Axios reports that following significant layoffs in the cybersecurity sector, the job market in Washington, D.C., is experiencing turmoil. The aggressive downsizing initiated by the Trump administration has raised concerns about national security, as it could empower hackers targeting the United States. Key agencies, including the Department of Homeland Security and the Cybersecurity and Infrastructure Security Agency, have faced budget cuts, contributing to an ongoing shortage of skilled cybersecurity professionals. Art Zeile, CEO of the tech careers marketplace Dice, emphasized that the industry has been battling long hours and employee burnout, akin to that of air traffic controllers. He pointed out that there has been a decade-long shortfall of cybersecurity professionals in government positions. As the private sector may rapidly absorb laid-off talent, the uncertainty surrounding the current workforce defending U.S. networks increases, with many leadership roles still unfilled, according to Zeile. The situation is worsened by high burnout rates among current employees, as noted in a survey by Axios.

Why do we care?

The rise in CEO confidence to a three-year high suggests optimism, but the real question for IT services is whether this translates into increased spending on technology and digital transformation. Only 32% of CEOs plan to expand their workforce—a drop from 40%—so we should remain cautious about broader investment trends.
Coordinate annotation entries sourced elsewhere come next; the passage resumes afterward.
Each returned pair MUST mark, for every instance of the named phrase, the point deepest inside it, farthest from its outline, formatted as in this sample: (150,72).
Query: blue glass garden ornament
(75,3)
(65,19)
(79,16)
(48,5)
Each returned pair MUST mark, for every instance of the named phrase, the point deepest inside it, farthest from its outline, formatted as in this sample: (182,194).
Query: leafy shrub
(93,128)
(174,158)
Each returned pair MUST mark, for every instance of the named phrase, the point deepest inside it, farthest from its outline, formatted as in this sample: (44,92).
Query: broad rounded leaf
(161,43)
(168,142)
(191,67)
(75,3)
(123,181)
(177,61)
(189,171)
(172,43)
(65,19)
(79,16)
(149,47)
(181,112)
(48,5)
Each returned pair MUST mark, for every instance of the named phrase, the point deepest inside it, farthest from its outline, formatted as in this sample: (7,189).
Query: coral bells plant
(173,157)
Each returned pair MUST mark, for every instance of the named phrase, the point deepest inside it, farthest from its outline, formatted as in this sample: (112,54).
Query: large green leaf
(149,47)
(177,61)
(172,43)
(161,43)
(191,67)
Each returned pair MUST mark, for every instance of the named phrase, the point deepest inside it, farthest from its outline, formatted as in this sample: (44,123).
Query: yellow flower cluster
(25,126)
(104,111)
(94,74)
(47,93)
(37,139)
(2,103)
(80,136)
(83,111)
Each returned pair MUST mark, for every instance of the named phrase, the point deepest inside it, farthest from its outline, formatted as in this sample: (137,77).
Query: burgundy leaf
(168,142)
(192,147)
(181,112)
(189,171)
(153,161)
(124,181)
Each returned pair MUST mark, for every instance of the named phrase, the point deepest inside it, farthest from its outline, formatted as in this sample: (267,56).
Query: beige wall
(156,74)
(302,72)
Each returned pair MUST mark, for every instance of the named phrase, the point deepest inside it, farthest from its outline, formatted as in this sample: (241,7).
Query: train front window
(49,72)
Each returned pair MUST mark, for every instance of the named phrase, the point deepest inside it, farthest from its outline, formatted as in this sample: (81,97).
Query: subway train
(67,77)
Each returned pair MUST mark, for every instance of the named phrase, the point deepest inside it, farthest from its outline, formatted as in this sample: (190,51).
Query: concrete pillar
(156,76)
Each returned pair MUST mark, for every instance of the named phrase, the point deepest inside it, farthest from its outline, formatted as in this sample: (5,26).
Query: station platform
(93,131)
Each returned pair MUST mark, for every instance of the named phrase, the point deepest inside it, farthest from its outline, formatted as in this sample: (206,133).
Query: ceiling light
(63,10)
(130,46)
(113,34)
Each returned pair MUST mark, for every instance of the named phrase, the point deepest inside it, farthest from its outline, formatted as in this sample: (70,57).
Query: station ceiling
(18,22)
Reducing government cybersecurity personnel increases the risk of breaches, which could drive up demand for private-sector security services.   Counterbalance that with less available public resources to help victims and law enforcement efforts. Cloud and cybersecurity remain strong investment areas, but economic uncertainty and talent shortages will shape the industry’s trajectory in the coming months.